Toscanelli and Behaim

Concerning Columbus, however, the important question is: Was he indebted to Behaim for his own ideas of cosmography — for the idea, especially, of a small earth? It would hardly seem so. The two men may have met in Portugal, but, even if they had, each at the time was guarding a secret, or the approaches to one: Columbus, that of islands — perchance of a specific island — to be discovered; and Behaim, that of a scheme for exploiting Asia. That not very much confidential communication between them was likely under the circumstances may be conjectured.

Columbus, according to his own statement, entered Spain after fourteen years spent in vain labors in Portugal. As a matter of fact, his stay there did not at the utmost exceed ten years, probably only five or six. He came accompanied by his son Diego, for Felipa, beautiful daughter of the Convent of Saints, had probably died soon after Diego's birth. Furthermore, he quitted Portugal, for what reason may never be known, "secretly at night."

In Spain Columbus's first objective was Palos. Here, at the monastery of La Rábida, whose guardian, Antonio de Marchena, the future discoverer is said to have known in Portugal, he found lodgings for himself and a temporary home for his son.

It use to be the unquestioned belief that the views regarding the proximity of eastern Asia to western Europe, which Columbus is known to have come to entertain, were due to a letter sent him, about 1480, by Paolo Toscanelli, a distinguished Florentine astronomer. The letter was accompanied, so it was claimed, by a chart of the confronting European and Asiatic seaboards, which Toscanelli himself had drafted, showing Antillia and Japan as, so to speak, halting points or stepping-stones across the intervening Atlantic Ocean. But the belief in a Toscanelli letter no longer is unquestioned. Consult the writings of Vignaud and of Bourne.

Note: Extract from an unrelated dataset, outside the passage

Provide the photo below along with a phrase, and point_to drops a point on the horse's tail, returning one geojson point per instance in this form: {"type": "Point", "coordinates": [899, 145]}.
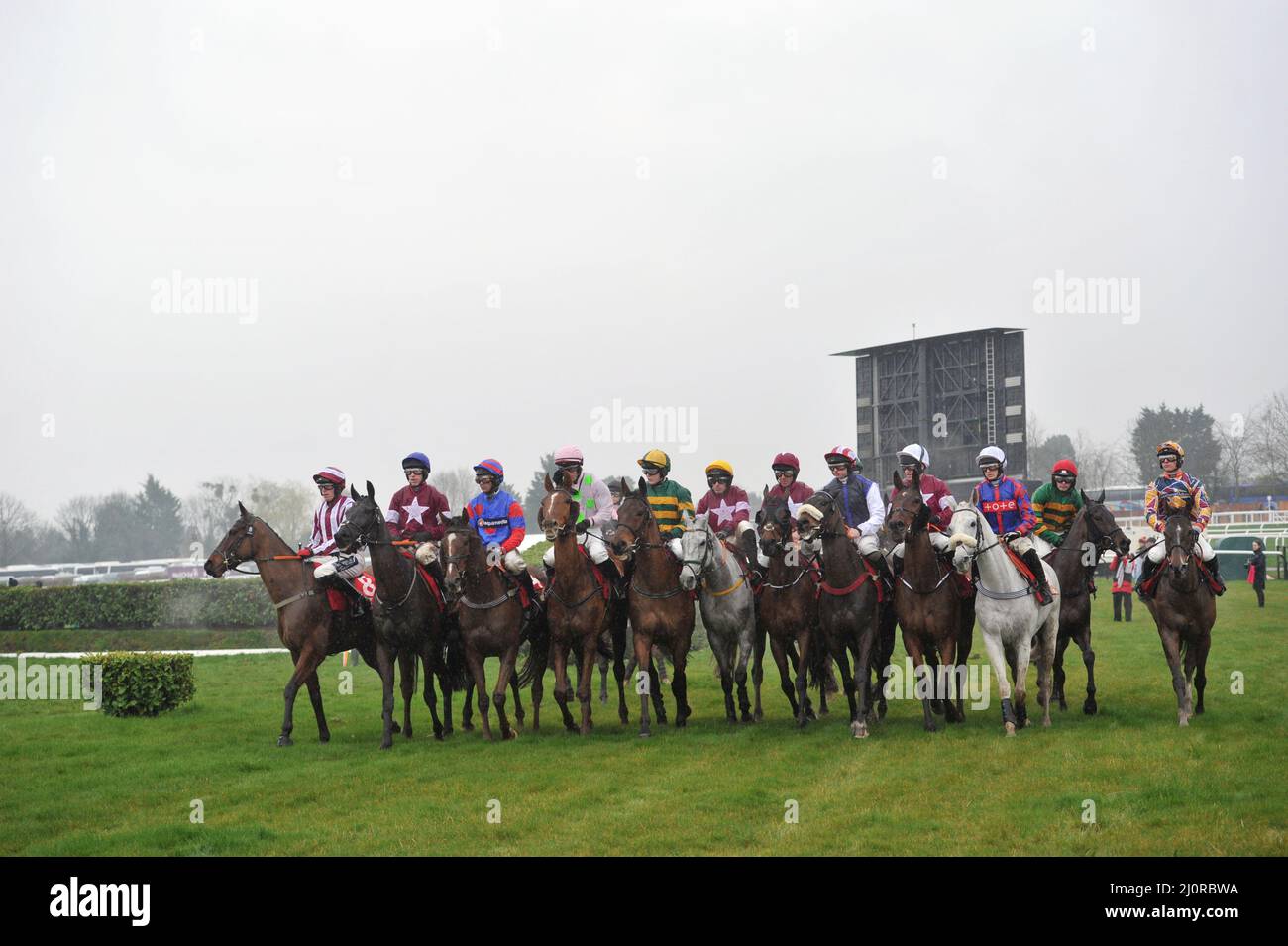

The supposition is that at Palos, which as a seaport was the resort of mariners and where there were many Portuguese, Columbus counted upon obtaining special information with regard to the landfall of some particular early voyage or voyages into the West.

But if Palos was Columbus's first objective in Spain, his second was the Court of the Spanish sovereigns, Ferdinand and Isabella. To these personages Columbus worked his way, so to speak, by the influence of the Duke of Medina Coeli, who had wealth; and who at first contemplated assuming in the schemes of Columbus a role not unlike that of Estreito in the project of Behaim. But, coming to realize that the affair was one to be accomplished successfully only under royal patronage, the Duke applied to the sovereigns, who commanded that Columbus himself be sent to Court.

Cordova now for some time had been the seat of government, and here Columbus arrived on January 20, 1486. The sovereigns were then absent, but returned at the end of April or first of May, and the coveted audience took place. What occurred is not known. Presumably Ferdinand and Isabella, after a courteous hearing, smilingly put by the question of exploration, for they referred it to the Queen's confessor, Hernando de Talavera, an ecclesiastic by no means ungenerous or bigoted, with instructions to summon a council for its consideration. As for the council, not a soul who was a member ever revealed aught of its composition or doings, save Dr. Rodrigo de Maldonado, who says that men of science and mariners were in attendance, no less than literary men and theologues, and that Columbus himself was subjected to interrogation.

Talavera's council conferred at intervals for five years, often at Salamanca, and at length, late in 1490, reported adversely for Columbus, and the sovereigns accepted the report. In the life of the great Italian adventurer, our future discoverer and admiral, these five years are among the most interesting and significant. They mark, it is true, a moral and material decline, but, like the first years in Portugal, they mark an intellectual advance.